Google is quietly reshaping how enterprise customers encrypt email. A new Gmail feature, now available in beta, introduces a streamlined toggle for applying client-side encryption (CSE) to emails. Rather than requiring certificate management or S/MIME setup, users can simply click a lock icon and select “additional encryption” when composing an email.
It’s a practical improvement for enterprise teams that deal with confidential data, and one that arrives as Google expands AI across its Workspace suite. As Gmail, Drive, and Sheets increasingly surface and summarize information before users ask for it, this new Gmail feature offers something different: visibility and control over what stays private.
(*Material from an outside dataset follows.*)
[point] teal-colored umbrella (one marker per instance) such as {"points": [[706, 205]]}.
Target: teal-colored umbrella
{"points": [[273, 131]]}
Streamlined Security, Same Client-Side Architecture
This isn’t Google’s first foray into encrypted email. The underlying client-side encryption system for Gmail has been in place since its general availability in February 2023. What’s new is a more user-friendly path to securing message content.
Encrypted emails aren’t limited to internal users. When sent to recipients outside of Gmail or those not configured for S/MIME, Google routes the message through a secure Workspace-hosted portal. They’ll be prompted to sign into a guest Google Workspace account to view and reply to the email.
Once enabled by an admin, users can select “additional encryption” in the compose window. The body of the email, along with attachments and inline images, is encrypted in the user’s browser before being sent. Data is encrypted in the user’s browser before it is transmitted or stored, so Google servers can’t access the encryption keys or the encrypted data.
However, this isn’t end-to-end encryption in the strictest sense. Headers, subject lines, timestamps, and recipient lists remain unencrypted, allowing for standard routing and delivery. Importantly, administrators—via external key services—retain the ability to decrypt emails when authorized. This control enables compliance with legal holds and internal audits.
Enterprise Access and External Recipient Support
The simplified encryption toggle is only available through a new beta rollout and applies to users on Workspace Enterprise Plus, Education Plus, and Education Standard plans. Administrators must apply to access the feature and configure a compatible identity provider and key management system.
This compatibility expands use cases for organizations that need to correspond securely with clients or external partners.
Encryption in a Workspace Shaped by AI
The Gmail encryption update comes at a time when AI is becoming central to Google Workspace’s identity. In March, Gmail introduced an AI-powered search filter that prioritizes emails by engagement history, sender relevance, and previous queries—departing from traditional keyword sorting. Around the same time, Google Drive received “nudges” powered by Gemini AI that surface documents and generate automatic summaries based on user activity and collaboration.
These features speed up workflows—but they also raise privacy questions. How much content does Gemini need to scan to generate these recommendations? Google has emphasized that user data is not accessed for advertising or model training without consent, but as the AI layer grows more proactive, some organizations may want clearer boundaries around sensitive content.
The toggle, while small, could function as a visible checkpoint for privacy in a system that’s becoming increasingly predictive.
Administrative Control and Policy Integration
Client-side encryption integrates with existing Workspace security tools. Administrators manage encryption keys through external services and configure identity verification, maintaining control over data access policies.
For higher-assurance environments, Gmail encryption can be combined with Assured Controls and Assured Controls Plus, which restrict Google support staff access based on geographic and organizational rules. These features cater to industries with strict data residency or compliance requirements, such as finance or healthcare.
Google explains that “Assured Controls lets you define support access conditions for Google personnel,” offering additional layers of control alongside encryption. When combined, these tools give organizations more confidence in their ability to manage sensitive data without over-relying on vendor-side security guarantees.
Not a Feature Drop, But in the Same Spirit
Although the new encryption toggle isn’t formally part of Google’s “Feature Drop” program, it follows the same pattern. In early March 2025, Google’s first Workspace Feature Drop of the year included Gemini AI for data analysis in Sheets and video transcript search in Drive. This was followed by updates to Gmail and Drive nudges that showcase Google’s goal of more proactive productivity.
The toggle reflects another side of that evolution—not just about making workflows faster, but about making them safer. And while the core encryption capabilities have been available for more than a year, presenting them through an accessible toggle could nudge adoption among users who were put off by technical barriers.
Whether organizations embrace the toggle at scale may depend on how seamlessly it fits into existing processes—and how well it balances usability with the need for tighter privacy.